I would appreciate your answers very much, thanks a lot.
08-21-2013 10:36 AM
Are you performing proc sql join as in-database query. Cause if at all thats the case then it makes whole lot of difference as the db engine will handle the execution of sql as opposed to sas.
08-21-2013 10:45 AM
One key issue: did you run the PROC SORT before running SQL? If so, it's not really a fair comparison. SQL will change its joining method to take advantage of the sorted order.

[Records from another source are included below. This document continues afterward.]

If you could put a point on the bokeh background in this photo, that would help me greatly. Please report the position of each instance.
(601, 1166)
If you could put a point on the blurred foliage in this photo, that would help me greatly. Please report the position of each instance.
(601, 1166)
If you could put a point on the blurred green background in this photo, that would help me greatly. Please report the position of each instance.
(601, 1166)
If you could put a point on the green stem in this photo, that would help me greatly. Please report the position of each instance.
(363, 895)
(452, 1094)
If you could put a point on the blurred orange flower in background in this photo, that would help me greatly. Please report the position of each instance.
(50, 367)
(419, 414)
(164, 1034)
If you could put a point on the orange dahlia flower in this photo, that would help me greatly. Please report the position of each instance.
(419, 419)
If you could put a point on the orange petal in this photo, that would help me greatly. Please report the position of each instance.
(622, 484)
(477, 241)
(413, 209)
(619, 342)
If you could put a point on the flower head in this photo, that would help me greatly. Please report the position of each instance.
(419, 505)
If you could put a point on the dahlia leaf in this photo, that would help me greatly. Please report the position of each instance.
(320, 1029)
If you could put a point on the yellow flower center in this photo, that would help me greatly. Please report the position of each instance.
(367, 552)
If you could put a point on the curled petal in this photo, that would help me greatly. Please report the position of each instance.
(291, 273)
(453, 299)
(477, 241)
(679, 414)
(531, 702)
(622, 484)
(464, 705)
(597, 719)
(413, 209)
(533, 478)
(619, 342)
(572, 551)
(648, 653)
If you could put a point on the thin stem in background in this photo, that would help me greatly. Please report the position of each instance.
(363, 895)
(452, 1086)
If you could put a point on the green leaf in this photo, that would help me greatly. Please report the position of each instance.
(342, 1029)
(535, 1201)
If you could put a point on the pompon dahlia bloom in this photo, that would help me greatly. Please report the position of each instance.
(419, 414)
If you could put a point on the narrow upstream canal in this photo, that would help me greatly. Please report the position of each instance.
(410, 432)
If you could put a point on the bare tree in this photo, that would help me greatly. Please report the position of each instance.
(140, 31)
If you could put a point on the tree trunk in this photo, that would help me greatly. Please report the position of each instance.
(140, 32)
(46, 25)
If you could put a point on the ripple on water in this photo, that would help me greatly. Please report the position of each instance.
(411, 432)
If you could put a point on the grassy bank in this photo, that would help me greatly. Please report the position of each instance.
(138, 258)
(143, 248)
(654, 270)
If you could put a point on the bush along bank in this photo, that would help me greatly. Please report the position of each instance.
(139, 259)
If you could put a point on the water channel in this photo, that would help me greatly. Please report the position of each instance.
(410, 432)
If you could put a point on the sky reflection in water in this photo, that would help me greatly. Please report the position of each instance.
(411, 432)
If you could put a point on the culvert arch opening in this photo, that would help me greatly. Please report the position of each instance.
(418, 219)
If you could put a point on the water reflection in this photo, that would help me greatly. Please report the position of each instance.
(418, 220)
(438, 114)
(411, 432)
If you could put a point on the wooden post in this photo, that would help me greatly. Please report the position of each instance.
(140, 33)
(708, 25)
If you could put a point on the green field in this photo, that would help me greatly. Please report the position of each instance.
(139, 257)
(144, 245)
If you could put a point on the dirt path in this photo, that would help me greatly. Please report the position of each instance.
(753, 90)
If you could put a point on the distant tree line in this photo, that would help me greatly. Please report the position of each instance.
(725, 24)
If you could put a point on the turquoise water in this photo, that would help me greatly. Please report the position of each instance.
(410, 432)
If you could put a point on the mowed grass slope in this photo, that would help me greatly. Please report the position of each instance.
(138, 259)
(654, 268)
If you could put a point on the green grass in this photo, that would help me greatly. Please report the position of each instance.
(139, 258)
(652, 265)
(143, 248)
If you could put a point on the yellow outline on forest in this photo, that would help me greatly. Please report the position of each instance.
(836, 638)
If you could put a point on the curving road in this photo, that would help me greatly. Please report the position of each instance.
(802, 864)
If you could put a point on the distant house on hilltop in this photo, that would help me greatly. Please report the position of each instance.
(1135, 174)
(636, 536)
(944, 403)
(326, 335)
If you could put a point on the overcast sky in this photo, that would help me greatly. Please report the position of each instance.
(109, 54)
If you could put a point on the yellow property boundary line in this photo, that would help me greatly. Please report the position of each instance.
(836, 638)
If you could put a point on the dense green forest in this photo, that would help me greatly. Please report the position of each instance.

Regarding outcome #3, you have to picture how SAS extracts observations. It moves an entire page of data into memory, then extracts the observations from memory. When you use an index, most of the work is swapping pages into memory to get the right page that contains the next observation. Don't use an index to read every observation! Ian Whitlock once wrote a short, related paper called something like "Why Did This Code Take 24 Hours to Run?"